Bataille contre Airbnb : Paris verbalise, New York attaque

 |   |  984  mots
(Crédits : Dado Ruvic)
Comme Paris, Berlin ou Barcelone, New York tente également de sévir contre ces locations touristiques, accusés de contribuer à diminuer l'offre de logements abordables, sur fond de plaintes multiples de résidents confrontés au défilé de touristes dans leur immeuble.

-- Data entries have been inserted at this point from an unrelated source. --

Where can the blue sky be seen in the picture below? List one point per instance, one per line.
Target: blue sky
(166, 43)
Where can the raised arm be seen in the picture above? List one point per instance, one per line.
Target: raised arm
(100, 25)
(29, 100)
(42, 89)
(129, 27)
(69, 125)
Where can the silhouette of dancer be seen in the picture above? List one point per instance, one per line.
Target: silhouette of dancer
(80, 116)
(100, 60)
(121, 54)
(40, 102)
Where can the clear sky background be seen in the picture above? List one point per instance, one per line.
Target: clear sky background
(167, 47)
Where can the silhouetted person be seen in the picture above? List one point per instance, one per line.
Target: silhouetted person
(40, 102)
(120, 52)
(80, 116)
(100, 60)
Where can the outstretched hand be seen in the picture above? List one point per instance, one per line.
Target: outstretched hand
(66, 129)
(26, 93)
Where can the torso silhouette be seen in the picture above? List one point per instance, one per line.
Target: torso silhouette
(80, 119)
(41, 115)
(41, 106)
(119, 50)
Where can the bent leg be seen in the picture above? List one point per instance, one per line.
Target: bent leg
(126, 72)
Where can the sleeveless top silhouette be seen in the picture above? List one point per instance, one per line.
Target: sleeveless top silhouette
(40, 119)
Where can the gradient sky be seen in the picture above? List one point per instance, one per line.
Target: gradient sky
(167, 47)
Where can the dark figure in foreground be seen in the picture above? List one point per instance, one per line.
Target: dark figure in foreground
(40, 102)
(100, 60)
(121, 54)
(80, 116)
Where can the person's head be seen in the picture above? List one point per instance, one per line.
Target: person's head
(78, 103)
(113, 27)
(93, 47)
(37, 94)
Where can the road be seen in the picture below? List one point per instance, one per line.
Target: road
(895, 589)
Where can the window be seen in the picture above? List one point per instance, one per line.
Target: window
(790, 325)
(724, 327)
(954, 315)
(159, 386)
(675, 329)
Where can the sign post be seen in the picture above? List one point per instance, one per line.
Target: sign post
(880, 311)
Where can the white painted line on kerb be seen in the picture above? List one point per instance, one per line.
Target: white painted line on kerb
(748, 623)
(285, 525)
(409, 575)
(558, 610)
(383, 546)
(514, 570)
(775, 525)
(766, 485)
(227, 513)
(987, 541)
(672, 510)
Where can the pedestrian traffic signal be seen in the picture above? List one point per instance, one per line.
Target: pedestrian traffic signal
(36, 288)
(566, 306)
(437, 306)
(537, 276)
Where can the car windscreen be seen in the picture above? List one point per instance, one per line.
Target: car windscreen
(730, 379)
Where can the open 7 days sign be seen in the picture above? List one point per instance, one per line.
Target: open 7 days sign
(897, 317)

La mairie de New York a attaqué en justice lundi un groupe immobilier accusé de louer illégalement sur Airbnb quelque 130 appartements, nouvel épisode de la bataille opposant la ville à la plateforme et aux loueurs professionnels, accusés de contribuer à la flambée des loyers.

Selon la plainte, la ville accuse le Metropolitan Property Group (MPG), une grosse société immobilière new-yorkaise, cinq de ses agents et 18 sociétés affiliées, d'avoir loué via Airbnb des appartements répartis dans au moins cinq immeubles new-yorkais - quatre au coeur de Manhattan, un à East Harlem - en violation d'une loi new-yorkaise interdisant la location pour moins de 30 jours lorsque l'occupant officiel de l'appartement est absent.

MPG, les agents et les sociétés auraient touché quelque 21 millions de dollars de la location de ces 130 appartements, correspondant à quelque 55.000 nuitées, selon le texte de l'assignation, qui présente MPG comme l'un des principaux loueurs de la plateforme à New York.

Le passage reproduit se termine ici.